Carlos Flores (li.) wird künftig für die Alten Herren des SCC auflaufen. Foto: Kormanjos

„Nach dem dritten, spätestens nach dem vierten Tor ist dann auch so ein bisschen Last abgefallen und es kam die Spielfreude dazu. Man muss aber auch sagen, dass wir gegen einen Gegner gespielt haben, der nicht mit der letzten Konsequenz agiert und verteidigt hat. Trotzdem haben wir weitergemacht, nicht aufgehört und uns vielleicht auch so ein bisschen den Frust der letzten Wochen von der Seele geschossen“, resümierte Woike. „Was wir allerdings wieder geschafft haben: Nur ungefähr jede dritte Torchance zu verwerten. Das hat sich durch die ganze Saison so durchgezogen. Dennoch war es ein guter Heimabschluss. Wir gehen gut gelaunt in den Nachmittag“, der aufgrund der vielen Verabschiedungen zu einem einzigartigen werden sollte. „Klar war es ein bisschen anders. Man war angespannter, es war kribbeliger als sonst. Das war wohl auch die kürzeste Ansprache, die ich bislang gehalten habe – also unter einer Dreiviertelstunde“, witzeltet Woike. Sein Gegenüber war derweil nicht zu Späßen aufgelegt: „Auf der einen Seite muss man sich ein Stück weit bei Türkiye entschuldigen, weil so, wie wir uns hier präsentiert haben, war es sicherlich eine Katastrophe! Aber ich weiß nicht, ob ich wirklich sauer auf die Mannschaft sein kann. Denn natürlich merkt man, dass die Spannung nach den harten Wochen, in denen wir zum Teil Überragendes geleistet haben, abfällt. Das ist ein Stück weit normal.“

"Es gibt viel wertvollere Dinge als Pokale"
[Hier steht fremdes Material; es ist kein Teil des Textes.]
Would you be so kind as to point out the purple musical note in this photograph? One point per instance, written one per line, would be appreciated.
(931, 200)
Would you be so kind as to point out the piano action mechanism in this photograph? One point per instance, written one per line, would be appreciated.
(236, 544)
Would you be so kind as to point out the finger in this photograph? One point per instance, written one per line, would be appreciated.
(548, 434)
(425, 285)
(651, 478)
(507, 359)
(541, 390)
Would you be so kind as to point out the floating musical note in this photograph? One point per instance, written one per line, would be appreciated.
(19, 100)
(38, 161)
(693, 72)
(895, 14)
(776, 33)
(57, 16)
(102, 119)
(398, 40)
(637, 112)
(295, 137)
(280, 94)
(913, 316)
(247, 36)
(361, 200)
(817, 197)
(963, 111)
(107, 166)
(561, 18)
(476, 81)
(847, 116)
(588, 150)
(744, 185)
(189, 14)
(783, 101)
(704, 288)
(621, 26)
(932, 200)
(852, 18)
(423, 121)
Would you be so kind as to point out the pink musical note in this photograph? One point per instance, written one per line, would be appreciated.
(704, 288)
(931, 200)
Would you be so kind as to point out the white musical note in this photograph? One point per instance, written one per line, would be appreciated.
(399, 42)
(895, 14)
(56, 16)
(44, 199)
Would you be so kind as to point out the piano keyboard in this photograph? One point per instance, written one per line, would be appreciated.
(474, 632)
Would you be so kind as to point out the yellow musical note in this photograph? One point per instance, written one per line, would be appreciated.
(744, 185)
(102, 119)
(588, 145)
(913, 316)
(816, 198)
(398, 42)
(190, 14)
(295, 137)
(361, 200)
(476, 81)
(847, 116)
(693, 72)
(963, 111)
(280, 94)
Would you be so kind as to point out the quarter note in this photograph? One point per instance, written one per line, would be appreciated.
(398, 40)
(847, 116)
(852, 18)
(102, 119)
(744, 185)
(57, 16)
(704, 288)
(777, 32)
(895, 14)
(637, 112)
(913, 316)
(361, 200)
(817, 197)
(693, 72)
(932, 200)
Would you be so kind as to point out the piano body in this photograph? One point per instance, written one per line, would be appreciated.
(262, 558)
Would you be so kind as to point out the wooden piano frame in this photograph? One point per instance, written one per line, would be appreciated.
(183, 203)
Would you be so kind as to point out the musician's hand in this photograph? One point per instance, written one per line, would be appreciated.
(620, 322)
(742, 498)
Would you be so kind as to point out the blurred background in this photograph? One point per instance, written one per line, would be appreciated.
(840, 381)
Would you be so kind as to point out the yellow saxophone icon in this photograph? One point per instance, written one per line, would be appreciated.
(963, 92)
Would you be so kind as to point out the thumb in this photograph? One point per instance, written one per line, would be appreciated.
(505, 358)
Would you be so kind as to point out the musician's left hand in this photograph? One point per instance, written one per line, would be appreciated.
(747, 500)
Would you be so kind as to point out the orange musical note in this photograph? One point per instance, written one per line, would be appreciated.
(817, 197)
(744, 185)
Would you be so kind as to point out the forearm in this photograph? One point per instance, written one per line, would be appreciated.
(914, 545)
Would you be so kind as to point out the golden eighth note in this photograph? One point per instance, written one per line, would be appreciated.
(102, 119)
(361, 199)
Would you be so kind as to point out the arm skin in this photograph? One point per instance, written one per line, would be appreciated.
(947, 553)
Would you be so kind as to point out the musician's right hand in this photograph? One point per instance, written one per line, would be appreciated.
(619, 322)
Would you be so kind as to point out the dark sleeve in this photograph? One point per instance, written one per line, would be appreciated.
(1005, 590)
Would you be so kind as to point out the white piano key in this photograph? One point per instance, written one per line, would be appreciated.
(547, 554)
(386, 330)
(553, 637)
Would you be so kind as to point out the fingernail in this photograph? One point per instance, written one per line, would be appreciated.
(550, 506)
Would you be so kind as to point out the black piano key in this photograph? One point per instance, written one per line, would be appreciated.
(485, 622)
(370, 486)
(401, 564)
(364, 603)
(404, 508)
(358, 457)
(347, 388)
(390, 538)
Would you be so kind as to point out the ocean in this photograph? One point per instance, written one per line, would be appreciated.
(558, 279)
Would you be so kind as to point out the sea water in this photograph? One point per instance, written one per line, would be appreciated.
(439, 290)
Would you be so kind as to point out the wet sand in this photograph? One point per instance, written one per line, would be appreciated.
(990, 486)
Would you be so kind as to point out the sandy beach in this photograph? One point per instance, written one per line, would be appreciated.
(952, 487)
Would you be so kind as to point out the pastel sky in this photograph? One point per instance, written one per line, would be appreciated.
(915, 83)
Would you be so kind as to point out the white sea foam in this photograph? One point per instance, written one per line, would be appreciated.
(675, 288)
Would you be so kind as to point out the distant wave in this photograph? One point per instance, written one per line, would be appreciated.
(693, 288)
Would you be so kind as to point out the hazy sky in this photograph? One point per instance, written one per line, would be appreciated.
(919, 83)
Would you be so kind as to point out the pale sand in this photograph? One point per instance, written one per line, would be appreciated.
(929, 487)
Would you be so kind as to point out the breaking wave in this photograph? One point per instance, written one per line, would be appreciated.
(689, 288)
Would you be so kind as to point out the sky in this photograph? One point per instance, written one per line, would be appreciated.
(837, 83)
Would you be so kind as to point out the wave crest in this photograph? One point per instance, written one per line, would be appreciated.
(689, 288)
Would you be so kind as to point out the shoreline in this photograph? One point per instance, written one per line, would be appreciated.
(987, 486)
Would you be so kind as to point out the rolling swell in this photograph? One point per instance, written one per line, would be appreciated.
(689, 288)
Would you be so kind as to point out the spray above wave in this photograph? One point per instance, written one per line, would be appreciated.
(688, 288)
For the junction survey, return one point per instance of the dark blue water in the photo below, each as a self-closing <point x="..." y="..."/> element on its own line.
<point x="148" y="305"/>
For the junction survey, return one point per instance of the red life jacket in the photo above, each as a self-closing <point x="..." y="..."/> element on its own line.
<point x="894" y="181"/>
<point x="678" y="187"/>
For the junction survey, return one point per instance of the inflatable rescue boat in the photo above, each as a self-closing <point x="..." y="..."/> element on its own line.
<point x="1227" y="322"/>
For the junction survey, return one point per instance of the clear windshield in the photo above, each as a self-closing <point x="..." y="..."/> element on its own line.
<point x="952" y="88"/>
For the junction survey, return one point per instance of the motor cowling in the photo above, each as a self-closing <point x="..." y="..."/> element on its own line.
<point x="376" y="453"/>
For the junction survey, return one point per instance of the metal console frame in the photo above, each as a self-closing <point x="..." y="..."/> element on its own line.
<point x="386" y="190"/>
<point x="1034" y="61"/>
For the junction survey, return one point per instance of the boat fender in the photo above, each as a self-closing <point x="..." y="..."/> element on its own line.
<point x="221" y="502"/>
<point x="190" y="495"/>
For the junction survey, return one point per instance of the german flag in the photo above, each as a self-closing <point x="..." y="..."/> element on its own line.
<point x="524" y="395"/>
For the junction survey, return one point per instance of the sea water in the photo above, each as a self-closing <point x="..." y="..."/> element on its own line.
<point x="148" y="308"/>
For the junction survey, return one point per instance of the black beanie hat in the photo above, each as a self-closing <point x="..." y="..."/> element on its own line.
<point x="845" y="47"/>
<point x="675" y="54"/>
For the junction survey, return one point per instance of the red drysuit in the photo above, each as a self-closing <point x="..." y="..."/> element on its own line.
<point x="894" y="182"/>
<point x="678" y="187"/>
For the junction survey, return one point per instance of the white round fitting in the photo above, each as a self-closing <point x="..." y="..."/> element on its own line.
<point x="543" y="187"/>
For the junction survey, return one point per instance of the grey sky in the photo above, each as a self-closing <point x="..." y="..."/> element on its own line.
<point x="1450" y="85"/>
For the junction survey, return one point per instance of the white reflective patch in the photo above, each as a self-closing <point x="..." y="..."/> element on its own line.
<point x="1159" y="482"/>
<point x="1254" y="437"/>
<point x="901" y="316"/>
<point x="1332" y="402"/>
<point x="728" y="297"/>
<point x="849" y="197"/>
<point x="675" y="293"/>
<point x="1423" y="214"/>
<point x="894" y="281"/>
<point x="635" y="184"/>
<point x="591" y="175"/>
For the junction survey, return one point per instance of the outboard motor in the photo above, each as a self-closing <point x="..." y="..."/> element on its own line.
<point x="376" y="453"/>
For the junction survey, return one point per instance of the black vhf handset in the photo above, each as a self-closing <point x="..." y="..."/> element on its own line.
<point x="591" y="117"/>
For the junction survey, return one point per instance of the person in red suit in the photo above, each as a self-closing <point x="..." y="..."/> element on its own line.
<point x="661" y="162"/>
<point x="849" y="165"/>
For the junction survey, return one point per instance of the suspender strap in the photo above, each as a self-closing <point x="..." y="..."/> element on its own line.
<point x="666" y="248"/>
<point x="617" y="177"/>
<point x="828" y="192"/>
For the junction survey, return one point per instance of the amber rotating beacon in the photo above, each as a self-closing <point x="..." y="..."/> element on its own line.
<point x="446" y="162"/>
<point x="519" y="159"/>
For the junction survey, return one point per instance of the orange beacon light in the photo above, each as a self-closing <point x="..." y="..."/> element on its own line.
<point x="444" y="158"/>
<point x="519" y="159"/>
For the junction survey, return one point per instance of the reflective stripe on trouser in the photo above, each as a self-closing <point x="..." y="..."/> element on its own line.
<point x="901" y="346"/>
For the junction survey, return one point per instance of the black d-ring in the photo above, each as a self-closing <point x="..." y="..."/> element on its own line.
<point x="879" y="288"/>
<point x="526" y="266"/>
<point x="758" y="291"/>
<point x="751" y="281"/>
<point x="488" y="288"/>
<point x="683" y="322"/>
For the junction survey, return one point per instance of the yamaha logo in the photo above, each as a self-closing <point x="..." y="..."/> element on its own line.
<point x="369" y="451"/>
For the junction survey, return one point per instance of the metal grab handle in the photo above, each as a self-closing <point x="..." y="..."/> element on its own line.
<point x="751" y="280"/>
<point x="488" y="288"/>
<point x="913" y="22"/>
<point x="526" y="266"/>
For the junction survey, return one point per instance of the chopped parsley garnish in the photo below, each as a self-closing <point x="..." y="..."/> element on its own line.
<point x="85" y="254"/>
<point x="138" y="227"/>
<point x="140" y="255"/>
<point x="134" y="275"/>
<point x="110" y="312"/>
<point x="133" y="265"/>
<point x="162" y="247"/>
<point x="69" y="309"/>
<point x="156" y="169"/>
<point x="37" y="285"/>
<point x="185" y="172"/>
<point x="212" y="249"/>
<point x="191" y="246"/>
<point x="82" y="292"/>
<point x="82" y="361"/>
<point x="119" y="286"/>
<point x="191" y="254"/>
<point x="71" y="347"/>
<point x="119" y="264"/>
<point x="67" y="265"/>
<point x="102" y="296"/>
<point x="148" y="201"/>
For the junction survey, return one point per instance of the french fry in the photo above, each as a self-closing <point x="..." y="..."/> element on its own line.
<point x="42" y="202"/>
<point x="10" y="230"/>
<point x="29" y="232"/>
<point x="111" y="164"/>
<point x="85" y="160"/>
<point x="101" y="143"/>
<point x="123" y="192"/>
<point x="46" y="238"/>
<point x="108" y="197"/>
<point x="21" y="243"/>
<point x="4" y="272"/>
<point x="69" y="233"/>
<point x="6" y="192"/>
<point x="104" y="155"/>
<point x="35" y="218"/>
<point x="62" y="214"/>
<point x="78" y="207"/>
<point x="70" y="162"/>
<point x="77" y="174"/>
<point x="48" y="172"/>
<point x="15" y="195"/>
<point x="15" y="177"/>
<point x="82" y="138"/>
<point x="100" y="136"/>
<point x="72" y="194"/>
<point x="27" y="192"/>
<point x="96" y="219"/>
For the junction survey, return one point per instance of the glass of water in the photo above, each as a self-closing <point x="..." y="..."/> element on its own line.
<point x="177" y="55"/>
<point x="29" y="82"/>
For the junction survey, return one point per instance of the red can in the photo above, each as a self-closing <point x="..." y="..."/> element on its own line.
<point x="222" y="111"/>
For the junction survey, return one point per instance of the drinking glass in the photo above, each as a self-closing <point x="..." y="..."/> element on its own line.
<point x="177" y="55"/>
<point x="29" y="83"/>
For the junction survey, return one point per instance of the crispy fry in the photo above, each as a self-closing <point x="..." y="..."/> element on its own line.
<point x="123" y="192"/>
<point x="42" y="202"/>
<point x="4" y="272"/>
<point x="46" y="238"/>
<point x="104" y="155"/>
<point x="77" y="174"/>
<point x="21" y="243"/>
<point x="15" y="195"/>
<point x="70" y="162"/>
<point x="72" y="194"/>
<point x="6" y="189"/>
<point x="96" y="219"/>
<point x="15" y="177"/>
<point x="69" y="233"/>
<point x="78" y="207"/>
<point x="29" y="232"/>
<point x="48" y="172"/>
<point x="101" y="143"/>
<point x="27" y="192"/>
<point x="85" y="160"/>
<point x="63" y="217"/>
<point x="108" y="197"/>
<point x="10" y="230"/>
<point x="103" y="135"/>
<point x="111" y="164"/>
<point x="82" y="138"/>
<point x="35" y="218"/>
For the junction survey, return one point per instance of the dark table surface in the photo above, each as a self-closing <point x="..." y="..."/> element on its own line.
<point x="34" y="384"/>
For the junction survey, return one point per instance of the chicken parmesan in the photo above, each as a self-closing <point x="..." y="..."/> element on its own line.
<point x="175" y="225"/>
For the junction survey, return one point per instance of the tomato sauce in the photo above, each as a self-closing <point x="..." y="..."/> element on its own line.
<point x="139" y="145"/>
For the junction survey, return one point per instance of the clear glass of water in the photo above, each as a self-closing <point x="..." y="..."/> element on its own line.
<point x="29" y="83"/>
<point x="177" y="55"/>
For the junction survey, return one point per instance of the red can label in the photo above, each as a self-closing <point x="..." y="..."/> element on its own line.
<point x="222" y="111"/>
Nach fünf Jahren bei den Farmsenern legt Christian Woike (li.) eine Pause ein. Foto: Kormanjos

Die letzten Worte gebühren jedoch „Crille“ Woike, der auf eine Zeit beim SC Condor zurückblickt, „die für mich ein Stück weit Lebensinhalt geworden ist. Ich habe hier meine besten Freunde, Freunde fürs Leben, gefunden, und hatte ein Umfeld, in dem ich wachsen und gedeihen konnte – als Persönlichkeit und als Sportler. Dafür bin ich dem Verein, dem Umfeld und meinen direkten Freunden sehr, sehr dankbar für die Zeit und werde es immer in Erinnerung behalten. Das kann mir keiner nehmen.“ In seinen fünf Jahren am Berner Heerweg hat der noch 39-Jährige viele Höhen und Tiefen erlebt, auch uns „Pressevertretern“ viele wertvolle Momente geschenkt und besondere Spiele mit seinem Team bereitet. Unvergessen bleiben die „Pokal-Schlachten“ bei Altona 93 (Halbfinale 2014, 9:8 n.E.), gegen den SC Victoria (Viertelfinale 2015, 4:3 n.V.) und beim TSV Buchholz 08 (Halbfinale 2015, 7:6 n.E.). „Mehr Emotionalität und mehr Wahnsinn als in diesen Spielen ist im Amateurfußball nahezu unmöglich! Das ist das, was hängen bleibt.“ Aber Woike weiß auch: „Es gibt viel wertvollere Dinge als Pokale.“ Zum Beispiel: Mensch zu sein. Und darin war er ein Paradebeispiel, hatte immer einen guten Spruch auf den Lippen, stellte sich nach jeder noch so bitteren Niederlage und fand stets die passenden Worte. Danke, Crille!